雄二は秘密にしていたつもりだが、密かに妹が着る服のサイズを確かめていたのを見ていたのだ。
『後で来るから、大丈夫よ』
『そっか...』
母の言葉に不信を募らせる真莉紗が、携帯を持たない雄二と連絡は取れなかった。
『『『おめでとう日向!』』』
母親の実家で始まった誕生会。
そこに雄二の姿は無かった。
『あの、お父さん』
『なんだい?』
『雄ちゃんはまだですか?』
真莉紗が義父に尋ねた。
『そりゃ来られる訳無いよ』
『は?』
『雄二はこの家では他人だ、あいつだって肩身の狭い思いは嫌だろ?』
『そうよ、今日は家族水入らずでね』
酷い言葉に愕然とする真莉紗だが、嬉しそうな祖母の顔にそれ以上は言えなかった。
翌朝、眠れないまま帰宅した真莉紗が見たものは無造作にテーブルの上に置かれたプレゼントだった。

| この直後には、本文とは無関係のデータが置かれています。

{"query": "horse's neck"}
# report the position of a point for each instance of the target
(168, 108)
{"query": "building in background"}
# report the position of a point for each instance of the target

それを見た真莉紗は胸を握りつぶされる様な錯覚に陥った。
姿を現した雄二に何か言おとするが、諦めている彼の目に上手く言葉が出て来なかった。
後日、必死で謝る真莉紗に雄二は呟いた。
『仕方ないよ、姉さんが悪いんじゃない。
ね、日向』
『...雄ちゃん』
そう言って日向の頬を優しく撫でる雄二だった。
「考えてみれば、雄ちゃんは我慢ばかりだったな」
真莉紗の頬を涙が伝う。
彼女は雄二が好きなのだ、隠しきれない程に。
元々真莉紗が医学部を目指した切っ掛けも雄二から聞いた実の両親の死だった。
『...母さんも父さんと同じ病気が見つかって一年後に死んだ』
その言葉に雄二を失う恐怖、雄二の様に悲しむ人を助けたい。
真莉紗はそう考えた。
死に物狂いで望んだ大学受験。
残念ながら国公立の医学部には受からなかったが、なんとか特待生で私立医大に合格した。
『立派な医師になって、雄ちゃんと』
そう考えていた時に、あの騒ぎだったのだ。
「雄ちゃんが出ていった原因はアイツにもあるわ」
吐き捨てる真莉紗。
アイツとは雄二が高校時代に付き合っていた恋人、山本史佳。
雄二がバイトをしていたレストランのオーナーの娘。
店の手伝いをしていた史佳は同い年の雄二と17歳から付き合いだした。
その事を知った真莉紗の絶望は筆舌に尽くし難い物だった。
しかし、雄二に少しだけ明るさが戻り、真莉紗は何とか耐える事が出来たのだ。
何度か真莉紗は雄二のバイト先に客として顔を出した。
そこで見たのは派手なメイクをした史佳。
確かに綺麗な顔をしていたが、どう考えても雄二とは釣り合わない。
そう思ったが、真莉紗は雄二の恋を見守るしか出来なかった。
そんな雄二の恋は僅か一年で終わりを告げた。
史佳には将来を約束していた恋人が居たのだ。
その事実は雄二からで無く、彼の知り合いから聞いた真莉紗。
『仕方ない、未練はあるけどな』
雄二はそう呟いて笑ったそうだ。
史佳は最後まで『違うの!』そう叫んでいた。
「女の事なんかどうでもいいわ、それより雄ちゃんの居場所よ」
真莉紗はパソコンを立ち上げ、雄二の合格した大学名を検索する。
「雄ちゃんはどこに下宿するのかしら?
絶対に見つけるからね」
近隣の地図を見ながら真莉紗が呟く。
彼女には雄二との再会しか頭に無かった。